Developing multi-target therapeutics to fine-tune the evolutionary dynamics of the cancer ecosystem.

Abstract

Multi-target therapies, either in combination or in sequential order, have been advocated to combat intrinsic and acquired resistance to anti-cancer drugs (Holohan et al., 2013; Yardley, 2013). However, the effectiveness of multi-target anti-cancer therapy in the clinic is limited. The selection of cancer cells obeys Darwin's law of evolution. Under the pressure of drug perturbation, the cancer cell can adapt versatile molecular and cellular mechanisms for survival, and often evolves into more aggressive or metastasis phenotypes (Holohan et al., 2013). At the molecular level, acquired mutations resulting from drug treatment may modify drug metabolism (e.g., increasing efflux, decreasing uptake, and enhancing detoxification etc.) and alter drug-target interactions. At the cellular level, multiple pathways support the survival of cancer cells. The inhibition of one pathway may result in the activation of an alternative pathway. Although novel approaches to optimizing combination therapies have been proposed to defer these drug resistance mechanisms (Crystal et al., 2014; Wang et al., 2015), intra-tumor heterogeneity that have been observed ubiquitously may make the drug combination fail (McGranahan and Swanton, 2015). Polygenic drug-resistance mechanisms are present in sub-clones prior to the initiation of therapy (Bozic et al., 2013).
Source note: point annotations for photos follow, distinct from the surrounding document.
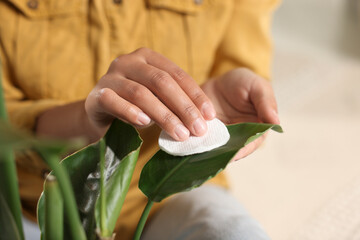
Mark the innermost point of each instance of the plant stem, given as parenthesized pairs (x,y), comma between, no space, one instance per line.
(103,226)
(54,210)
(143,219)
(67,193)
(8,176)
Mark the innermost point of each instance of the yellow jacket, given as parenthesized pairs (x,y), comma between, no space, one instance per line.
(54,51)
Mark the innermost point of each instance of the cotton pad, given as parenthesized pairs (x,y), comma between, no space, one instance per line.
(216,136)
If the therapy cannot target all sub-clones that drive the cancer progress in a fast-killing mode, it would prompt the rapid growth of sub-clones that are not sensitive to the treatment (Gatenby et al., 2009). Unfortunately, the number of driver mutations in advanced tumors is substantial (Gerlinger et al., 2014). It could be an impossible mission to target all driver mutations. The existence of cancer stem cells adds another dimension of complexity. The conventional single or combinational anti-cancer drug is incapable of killing cancer stem cells. When a cancer cell is killed by chemotherapy, it could send signals to stimulate the proliferation of the cancer stem cell, leading to the repopulation of the drug-resistance tumor (Kurtova et al., 2015). Thus, new strategies are needed to combat anti-cancer drug resistance with the goal to improve the effectiveness of anti-cancer therapy.